En cette fête du Corps et du Sang du Christ, peut-être serait-il bon pour nous de réfléchir plus profondément à la richesse de ce que nous appelons la messe, qui nous rassemble chaque dimanche…de prendre conscience en quelque sorte de l’importance de la célébration eucharistique dans nos vies de chrétiens souvent menacées par la routine et l’habitude…Oui l’habitude et la routine nous menacent tous, et je me mets dans le lot ! Peut-être est il bon de temps en temps de nous redire toutes les richesses que nous apportent nos célébrations eucharistiques…C’est ce que je voudrais faire simplement avec vous aujourd’hui…

Et d’abord commençons par la première partie de la Messe : l’écoute de la Parole de Dieu. A travers des textes de l’Ancien Testament, des lettres de Paul et des passages d’Evangile, c’est Dieu qui vient nous parler et nous parler pour aujourd’hui, pour notre temps…nous parler personnellement et collectivement…En sommes-nous vraiment persuadés ? Est-ce que nous ne mériterions pas parfois – et là aussi je me mets personnellement dans le lot – le reproche que Dieu fait souvent à son peuple et que Jésus lui-même fait à ses disciples : « Vous avez des oreilles et vous n’entendez pas ! » – Il ne suffit pas d’écouter la Parole de Dieu, il faut encore l’entendre comme une Parole qui me rejoint dans ma propre vie, mais, reconnaissons-le humblement, souvent nous restons sourds, car nos cœurs sont trop encombrés par toutes sortes de soucis…Oui, entendre la parole de Dieu comme une parole qui nous rejoint dans notre propre vie…Dans la première lecture, un passage du livre du Deutéronome, Moïse rappelle au peuple toutes les épreuves qu’il a dû subir au cours des 40 années passées dans le désert : « Dieu t’a fait connaître la pauvreté, il t’a fait sentir la faim et il t’a donné à manger la manne pour te faire découvrir que l’homme ne vit pas seulement de pain, mais de tout ce qui vient de la bouche du Seigneur… » – « l’homme ne vit pas seulement de pain… » – En pensant à tout ce que nous avons pu vivre ces derniers temps et ce que nous vivons encore aujourd’hui, ne pourrions-nous pas pendre davantage conscience que ce qui rassasie l’être humain, ce n’est pas seulement le pain matériel, mais aussi et surtout le pain de contacts humains, le pain de la fraternité, le pain de la solidarité le pain l’amitié ?
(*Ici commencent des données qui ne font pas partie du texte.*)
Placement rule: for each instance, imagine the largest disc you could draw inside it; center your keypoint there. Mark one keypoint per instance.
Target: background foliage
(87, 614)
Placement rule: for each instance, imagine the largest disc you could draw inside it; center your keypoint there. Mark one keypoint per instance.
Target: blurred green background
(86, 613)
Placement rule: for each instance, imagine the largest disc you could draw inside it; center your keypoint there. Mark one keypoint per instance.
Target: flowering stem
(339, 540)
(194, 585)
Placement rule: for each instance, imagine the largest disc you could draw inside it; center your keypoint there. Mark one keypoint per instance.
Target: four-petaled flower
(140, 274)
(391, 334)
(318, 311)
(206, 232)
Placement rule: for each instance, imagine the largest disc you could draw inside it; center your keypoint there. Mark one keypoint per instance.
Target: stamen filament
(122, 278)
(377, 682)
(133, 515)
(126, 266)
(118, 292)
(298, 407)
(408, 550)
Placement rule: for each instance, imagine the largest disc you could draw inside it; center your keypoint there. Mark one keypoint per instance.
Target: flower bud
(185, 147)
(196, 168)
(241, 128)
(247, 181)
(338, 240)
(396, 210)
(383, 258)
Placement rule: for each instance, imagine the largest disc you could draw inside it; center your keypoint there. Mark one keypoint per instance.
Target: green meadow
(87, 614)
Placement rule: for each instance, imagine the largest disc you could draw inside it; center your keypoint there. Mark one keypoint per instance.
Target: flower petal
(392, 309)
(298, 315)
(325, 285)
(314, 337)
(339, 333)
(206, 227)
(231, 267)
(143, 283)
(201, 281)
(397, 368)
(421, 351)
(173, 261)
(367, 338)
Ecouter, entendre la Parole de Dieu comme une parole vivante, qui nous rejoint dans notre vie d’aujourd’hui, c’est donc ce à quoi nous sommes invités en premier lieu quand nous venons à la Messe…Mais, nous n’en restons pas là, car il ne s’agit pas seulement d’entendre la parole de Dieu, il s’agit d’en vivre, de l’assimiler, de nous en nourrir. En actualisant le repas qu’Il a voulu faire avec ses apôtres la veille où il a été jusqu’au bout de l’amour, Jésus, sous le signe du pain et du vin, nous donne ce qui l’a nourri, Lui, durant sa vie terrestre : l’Amour que le Père avait pour lui et réciproquement l’amour qu’il avait pour son Père. En recevant le pain de vie, nous recevons le Corps et le sang du Christ, c’est-à-dire sa personne, nous recevons l’amour de Dieu lui-même, véritable nourriture pour notre route. Là encore en sommes-nous persuadés ? Ne faudrait-il pas nous le dire et le redire chaque fois que nous allons communier ?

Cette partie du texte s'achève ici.